What Will Business Process Management Look Like in the Future?
Business processes, as well as the organisation of business workflows, are rapidly evolving and becoming increasingly complex. More often than not, they involve many different experts working in different locations, using a whole range of digital and mechanical tools.
Part of the increasing complexity is due to the changing structure of modern business. Teams structure can change rapidly, and team members are distributed across several remote locations. Projects also increasingly depend on external consultants and partners.
In addition, many workflows that were previously performed by human workers are now being taken over by robotic automation.
Business process mapping (BPM) must keep pace with this increasing complexity, and it must succeed in mapping out all relevant processes in a way that helps to drive innovation and that facilitates improved management in real time.
BPM was developed as a tool to improve the efficiency and productivity of business processes. Since these processes are rapidly evolving, it makes sense that BPM must also evolve in order to improve the efficiency of future workflows.
Aligning business processes with corporate strategy
As mentioned above, the organisation of workflows and teams will become more dynamic in the future and will change rapidly in adaptation to specific conditions and needs.
Because of this dynamism, BPM cannot be used as a static tool. Instead, it must be able to measure and help optimise dynamically changing processes by aligning them with the overall corporate strategy.
Since the corporate strategy is a more constant value, it can be used to calibrate the effects of rapidly changing business processes. In the past, this calibration was not built into BPM, but this is now changing.
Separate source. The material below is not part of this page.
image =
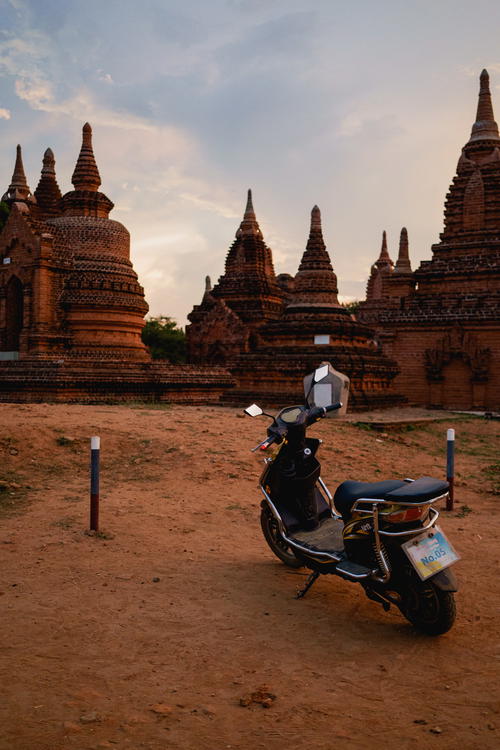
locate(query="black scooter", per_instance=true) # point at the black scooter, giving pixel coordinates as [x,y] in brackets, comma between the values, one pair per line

Essentially, BPM will map the efficiency of any process by asking “How well does this process serve the corporate strategy?” This enables BPM to yield rapid results, even when a process is freshly modified.
BPM will become more flexible
In the past, it was possible to plan out entire processes with a relatively high certainty of all parts involved, and how and when they would be deployed.
But this is rapidly changing. When a new project is being set up, the required tools are already changing, and the workflow must be changed to accommodate this evolution.
Also, as projects increasingly depend on new technology, often the fastest way to implement them is by bringing in external experts. But integrating these external staff into the process mapping effort is challenging, since they work independently, and are not part of the corporate organisation.
As a result, BPM must become a lot more flexible in order to deal with these changes and uncertainties. In other words, processes can’t be fully mapped in advance. While BPM can have a framework set up in advance, it must then be able to accommodate dramatic changes at the last minute.
BPM will work hand-in-hand with the business management to reconfigure entire workflows and staff roles in a short time when necessary. This will rely on the integration of BPM with real-time operational intelligence.
All of this is especially challenging because hierarchies are getting flatter, there is less control over outsourced work, and decision-making is being decentralised.
KPIs will be critical to the success of BPM
As projects become more complex and evolve dynamically, it will be of critical importance to define and measure the most relevant KPIs. Unfortunately, there are often hundreds, or even thousands, of KPIs that can potentially be measured.
In order for BPM to be effective, it has to rely on accurate measurement of the really important KPIs, and align their performance with the corporate strategy.
Identification and implementing accurate measurement of relevant KPIs will become one of the main responsibilities of staff performing BPM.
In the past, KPIs were often chosen by “gut feeling,” but this will become much more scientific in future. The key will be to choose KPIs that are most clearly aligned with the corporate strategy, and ignoring a lot of irrelevant ones.
Integration with agile process management
Innovation processes in modern business are becoming increasingly agile.
Agile processes consist of rapid incremental iterations that generate useful intermediate results, instead of a long-term project that aims at the generation of a fully defined final product.
As a result, the final product may vary considerably from the initial idea of it at the outset of the project, due to the learning process along the way.
BPM must follow this trend. Instead of only being focused on the long-term goal of a project, it must also be aligned with the intermediate short-term goals in order to support agile process management.
Part of the agile process is that the primary objectives, tools, and critical KPIs can change dramatically from stage to stage. Once again, BPM must be able to accommodate these rapid shifts in order to be useful.